Deka Bank’s new chief executive has promised to invest another €500m if needed to support its troubled real estate fund caught in the middle of a fraud investigation, after the resignation of the former CEO on Thursday night.

Fritz Oelrich, a main board member at Deka and the man temporarily parachuted in as the bank's chief executive after Axel Weber stepped down, on Friday said he would keep the €6bn real estate fund open.

Speaking at Deka’s annual news conference on Friday, Oelrich ruled out any closing of the German real estate fund despite continued outflows of between €4m and €7m per day from investors worried about the alleged fraud at the heart of the unit.

“Our commitment to the German real estate fund is boundless. We have set no limit for the outflows for the fund. It will stay open”, Oelrich said, adding that Deka could muster another €500m to maintain the fund’s liquidity if needed. The mutual fund has €6bn in assets, following total outflows of €2.7bn for 2004.

This policy immediately reverses the strategy of Weber, who had admitted the fund could be closed as it faced massive outflows.

Axel Weber stepped down as Deka CEO at the behest of the asset manager’s supervisory board, which had met earlier on Thursday. The move came as a surprise to many in Frankfurt, as Weber had managed to keep his job for six months since the scandal at Deka first erupted.

Last August, Deka fired Michael Koch, an executive at real estate fund arm Deka Immobilien Investment for allegedly accepting a bribe. A month later, a Deka fund investing in German real estate had to be given a capital injection to stay afloat after suffering €1.2bn in investor outflows in the first nine months of 2004.

Deka also threw out the entire management board of Deka Immobilien Investment after it emerged that it had lied about the true value of Deka’s investments in German real estate.

Oelrich said that while investigations into the corruption of Deka Immobilien Investment’s former management continued, “there is no evidence that other Deka management or staff have done anything wrong.”

He added that the new management of Deka Immobilien Investment would be in place by the middle of 2005 so that the business could again run at full strength.

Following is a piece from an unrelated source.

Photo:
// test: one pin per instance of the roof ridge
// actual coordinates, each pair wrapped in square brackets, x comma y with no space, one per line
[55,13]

Separately, Deka said outflows from its German institutional funds, known as Spezialfonds, totalled €1.3bn in 2004. It said the outflows were partly due to the creation of master funds, where Deka no longer handles portfolio management but only back-office administration.
As a result, Deka’s institutional assets under management stood at €43.9bn at the end of 2004, down from €45.2bn a year earlier.